5) Make no comparisons to what’s happening with any other writer’s book sales, rankings, and reviews. That’s their journey, not mine. Best of luck to everyone.

4) Say thanks to my editor and publisher and everyone at Curiosity Quills Press. Thank you for finding my book a home and living with me and my questions.

3) Say thanks wonderful world of the Twin Cities writing community – the multitude of venues for witnessing creativity and learning from it. There are so many of you who invited me to attend or read or publish me here. Hamline University’s MFA program. The Loft. The Saint Paul Almanac. Writers Reading at the University Club. You continue to nurture me.

2) Say thanks especially to the Loft-McKnight Fellowship Program. I have never stopped feeling like I’m on cloud 9, writing wise. You gave me such a boost and though the fellowship, I was encourage to experiment, take risks, and write the book that will be born tomorrow.

1) Celebrate! I’ve earned at least one five-star review, so I gave myself one on Goodreads. “That’s interesting,” wouldn’t you say?



What Writers Hate and Yet Must Do

Crowing About Myself….Yet Again….

Heart sinks. Feeling behind on writer marketing and publicity tasks for the novel coming out this fall. Yes, I have good (actually unhappy so they are bad) excuses! But maybe the work I need to complete is not so terrible? After all:

  • Events are scheduled.
  • The book is finished.
  • Sure, maybe I could get my promotional materials (bookmarks, etc.) updated.
  • There’s that McKnight stuff to keep me going. A plan that will commence in a few short weeks. Still floating from the validation.

What has me a bit on edge is what happens now that the advance copies of Burnt Out are out in the world. Will they be cherished? Reviled? Ignored? I’ve had all three types of responses. The first response is wonderful for the writer’s ego and sales.

The second – well, we try hard to just forget about those. Bad opinions happen to good writers all the time.
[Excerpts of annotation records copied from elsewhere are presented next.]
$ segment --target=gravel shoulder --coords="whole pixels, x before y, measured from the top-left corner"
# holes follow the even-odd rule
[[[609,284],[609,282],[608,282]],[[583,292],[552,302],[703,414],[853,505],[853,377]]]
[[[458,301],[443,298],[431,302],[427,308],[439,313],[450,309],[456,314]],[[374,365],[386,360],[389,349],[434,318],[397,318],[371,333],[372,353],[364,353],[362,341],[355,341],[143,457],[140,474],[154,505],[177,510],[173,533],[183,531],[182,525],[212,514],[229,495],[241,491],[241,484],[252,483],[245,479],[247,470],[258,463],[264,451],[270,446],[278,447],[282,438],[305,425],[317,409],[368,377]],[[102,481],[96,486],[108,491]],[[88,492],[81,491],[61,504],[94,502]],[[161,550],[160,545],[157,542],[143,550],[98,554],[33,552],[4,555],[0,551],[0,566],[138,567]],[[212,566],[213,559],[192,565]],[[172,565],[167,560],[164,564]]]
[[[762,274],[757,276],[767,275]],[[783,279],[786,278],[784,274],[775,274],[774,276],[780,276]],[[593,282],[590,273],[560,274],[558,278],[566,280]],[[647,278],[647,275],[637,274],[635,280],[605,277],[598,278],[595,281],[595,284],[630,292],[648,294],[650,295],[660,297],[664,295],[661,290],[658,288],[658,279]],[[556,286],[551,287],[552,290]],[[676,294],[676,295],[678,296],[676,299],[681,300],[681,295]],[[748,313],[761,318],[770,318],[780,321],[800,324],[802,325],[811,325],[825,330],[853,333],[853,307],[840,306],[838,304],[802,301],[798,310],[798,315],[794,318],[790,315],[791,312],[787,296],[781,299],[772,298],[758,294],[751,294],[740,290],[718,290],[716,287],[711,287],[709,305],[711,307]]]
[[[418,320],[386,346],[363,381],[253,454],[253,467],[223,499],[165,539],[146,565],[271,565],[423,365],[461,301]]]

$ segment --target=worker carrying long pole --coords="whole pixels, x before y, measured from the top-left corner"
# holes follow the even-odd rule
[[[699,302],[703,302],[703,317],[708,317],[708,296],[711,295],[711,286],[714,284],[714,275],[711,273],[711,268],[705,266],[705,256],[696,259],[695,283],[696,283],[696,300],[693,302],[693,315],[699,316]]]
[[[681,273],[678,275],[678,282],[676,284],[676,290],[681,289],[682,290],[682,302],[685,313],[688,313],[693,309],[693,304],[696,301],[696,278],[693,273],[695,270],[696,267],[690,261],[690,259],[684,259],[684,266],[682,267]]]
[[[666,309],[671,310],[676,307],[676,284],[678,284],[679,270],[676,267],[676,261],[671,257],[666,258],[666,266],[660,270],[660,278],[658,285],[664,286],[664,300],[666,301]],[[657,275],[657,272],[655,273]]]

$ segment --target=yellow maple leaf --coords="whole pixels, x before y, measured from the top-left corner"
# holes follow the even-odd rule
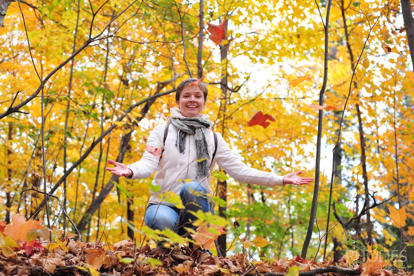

Everyone has their opinion. But when the right people have the wrong opinion about your book….well, you can figure it out. Aside from the ego bust, these are not particularly good for sales.

The third? At least it’s not the second response.

And my thoughts about writing have entered this new phase. I’m eager to jump into it, go beyond everything I’ve done so far. I wish Albert Park would find a publishing home and am  working hard on making that happen. But in my writing brain — I’m in that new era of the next book I’m working on. The published work (i.e., the mysteries) are almost a distant past to where I am now. Don’t get me wrong — I love Arvo and Christine and I know you are gonna love Burnt Out, but  the present ‘state’ of my creative mind is in travel mode. Arvo and Christine are still there in my writer’s hometown, but I’ve already passed through Albert Park and am off exploring places in the Big Cheesy novel (note that this last link concerns writing done half a year ago already! — much more has happened in the Big Cheesy novel not posted here).

Writing – from creation to publishing – is a longer journey than you’d believe. There are lots of rest stops, detours, Uturns, round-a-bouts and traffic jams. (Many, many traffic jams as there are so many writers with wonderful works on the same road I am.)

Deep breath. Dig in. OK, I will stop whining now.